Ora, para considerar o que aprendemos com o esfacelamento de seguranças e ilusões, se aprendemos alguma coisa, e como poderá durar, ele acredita que a primeira ajuda vem do fato de que não podemos ficar eternamente na crista, “nesta posição extraordinária, impensada”. “E, portanto, precisamos escolher”. Qual é a escolha, explica-o nesta conversa. Passos o encontrou imerso em seu “privilégio”, numa casa grande e isolada na zona rural de Faenza, onde todos os dias cumprimenta, mudo, seu vizinho Giorgio, que sai de trator, preocupado com o besouro turco que está comendo suas vinhas.
Ganhador do Prêmio Strega, autor alérgico aos ambientes literários, Maggiani escuta, olha para a natureza que volta a respirar, para “a criação que rompeu sua quarentena e saiu das inúmeras prisões às quais a relegamos”. Ele poderia falar por um longo tempo sobre a noz que encontrou no dia anterior, “muito tímida”, sobre a agitação dos patos selvagens ou a amendoeira que floresceu mais cedo. “Nós somos o vírus dominante deste planeta”, diz, “mas, ao contrário do vírus que hoje ameaça o nosso domínio, o homem escolheu ser destruidor do seu hospedeiro. Consumimos a criação até a exaustão. Agora, voltamos à velha história de quem domina quem...”
Para ele, o buraco aberto pelo Coronavírus investe tudo, e leva-nos a perguntar quem somos diante da imensidão e diante de nós mesmos para entendermos o que queremos mais que tudo: “Salvar os nossos corpos?” Assim, a sua atividade neste tempo tornou-se a pergunta, que considera o “bem primário”.

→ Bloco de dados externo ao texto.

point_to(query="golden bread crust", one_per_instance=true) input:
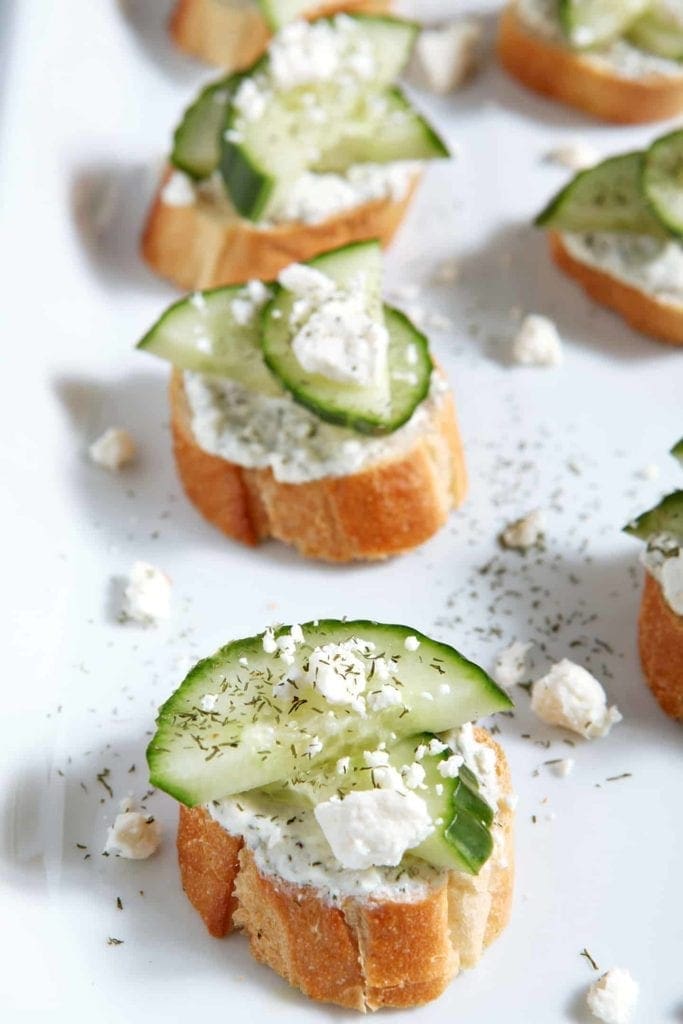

Por que, hoje, interrogar-se – o “hábito da razão”, como escreveu no jornal La Repubblica, ou ainda “o cuidado com a inconsciência” – é mais necessário do que nunca?
Que momento, senão este, para se perguntar, para se questionar. Visto que há apenas uma insolente e estúpida coleção de estúpidas e insolentes respostas. Você acha que Cristo subiu ao Getsêmani para buscar respostas ou para fazer perguntas? No momento de maior crise e de uma solidão terrível, foi fazer perguntas. As respostas vêm se fazemos as perguntas certas. Nenhum de nós é comparável a Cristo, mas esta crise é um Getsêmani, que não digo deva ser aceito, mas considerado, sim.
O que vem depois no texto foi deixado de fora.